Moreover, the invention uses a run-length encoding scheme at the target 135 to prune the size of 
the tracking information which needs to be stored. Furthermore, the invention also separates this 
tracking information into an on-disk non-indexed table and an in-memory index. This separation 
allows fast searches over the tracking information while still allowing rapid inserts. 

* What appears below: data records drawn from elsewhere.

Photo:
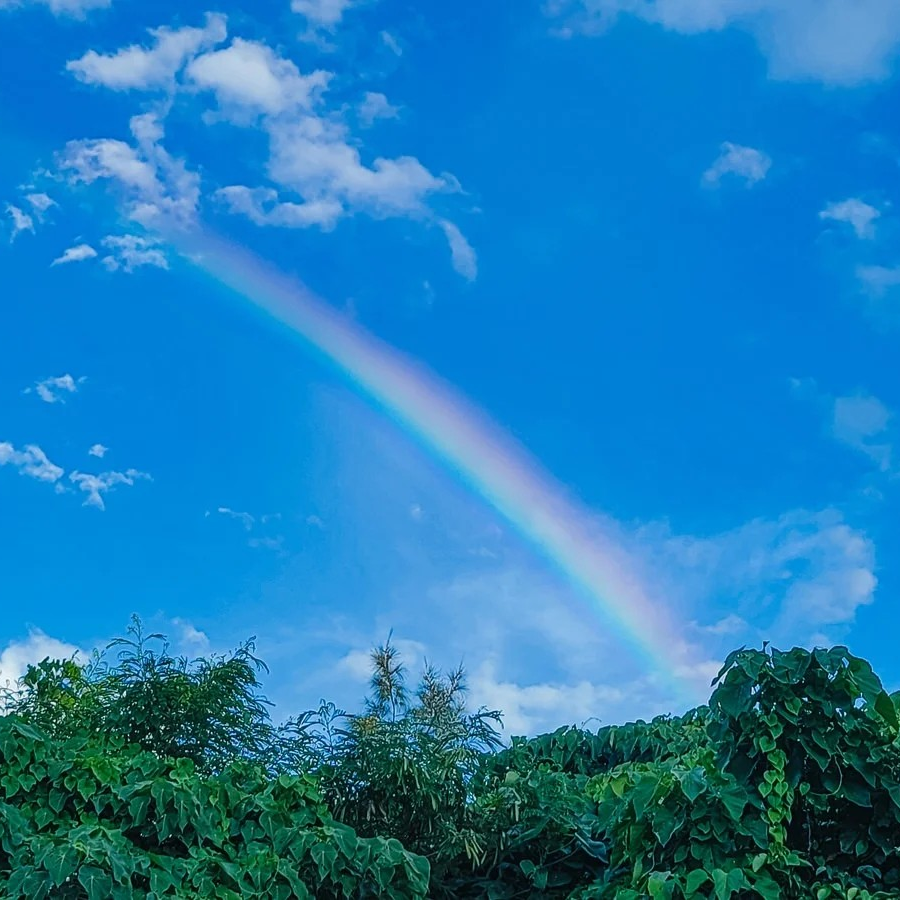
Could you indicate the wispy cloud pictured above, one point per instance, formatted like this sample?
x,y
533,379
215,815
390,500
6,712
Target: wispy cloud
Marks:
x,y
790,578
40,202
31,462
253,525
128,252
863,422
78,253
95,486
17,656
156,188
21,221
391,43
190,636
465,260
878,281
744,163
860,216
859,420
842,42
75,9
53,390
326,14
144,68
376,106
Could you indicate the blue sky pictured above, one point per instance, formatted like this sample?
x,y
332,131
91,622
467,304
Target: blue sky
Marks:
x,y
654,241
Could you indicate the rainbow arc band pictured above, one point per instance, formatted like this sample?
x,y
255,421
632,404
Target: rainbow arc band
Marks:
x,y
574,539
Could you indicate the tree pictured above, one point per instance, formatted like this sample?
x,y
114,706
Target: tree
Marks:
x,y
209,710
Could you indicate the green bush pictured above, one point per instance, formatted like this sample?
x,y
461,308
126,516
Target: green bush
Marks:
x,y
143,775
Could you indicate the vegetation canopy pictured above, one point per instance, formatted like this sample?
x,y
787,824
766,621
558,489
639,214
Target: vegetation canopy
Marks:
x,y
141,774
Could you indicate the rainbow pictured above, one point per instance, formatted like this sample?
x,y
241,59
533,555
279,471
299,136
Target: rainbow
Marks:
x,y
571,537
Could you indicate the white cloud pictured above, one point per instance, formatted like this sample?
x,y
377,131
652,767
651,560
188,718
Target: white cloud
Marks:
x,y
17,656
263,207
376,106
143,68
191,636
842,42
244,518
267,543
95,486
742,162
157,188
51,390
131,251
859,421
313,157
250,523
801,574
391,43
862,422
879,280
40,202
76,9
31,461
325,14
858,215
21,221
78,253
462,253
251,76
727,625
529,709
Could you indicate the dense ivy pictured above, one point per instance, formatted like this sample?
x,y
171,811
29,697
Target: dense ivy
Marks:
x,y
78,823
787,785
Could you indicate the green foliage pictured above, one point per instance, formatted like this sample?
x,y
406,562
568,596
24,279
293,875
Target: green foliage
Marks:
x,y
77,822
151,776
209,710
792,786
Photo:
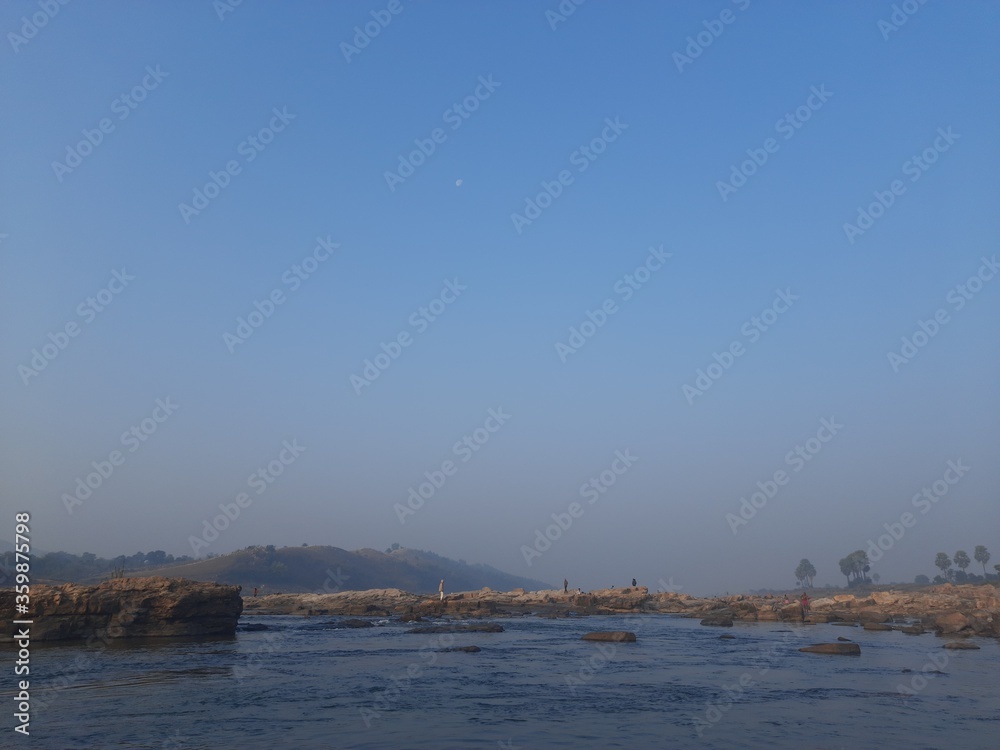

[0030] Additionally, the invention also allows multiple targets 135 to subscribe 
simultaneously to the same source. This introduces flow control challenges because the targets 
135 may be able to consume deltas (5) at different speeds, some slower than the source 125 can 
produce deltas (6). Therefore, the invention introduces a capture service 120, which buffers the 
deltas (5) using a memory buffer 127 at the source 125 and sends them to the targets 135 through 
independent threads. To ensure that a single slow target 135 does not cause buffer overflows, the 
capture service 120 also evicts targets 135 that are lagging far behind. These evicted targets 135 
can re-subscribe subsequently. This process is analogous to the crash recovery process. In the 
converse situation where updates are happening at multiple sources 125 and are being replicated 
to the same target 135, the same delta (8) could be replicated multiple times. To avoid this, the 
invention tags the deltas (5) with origination tags. 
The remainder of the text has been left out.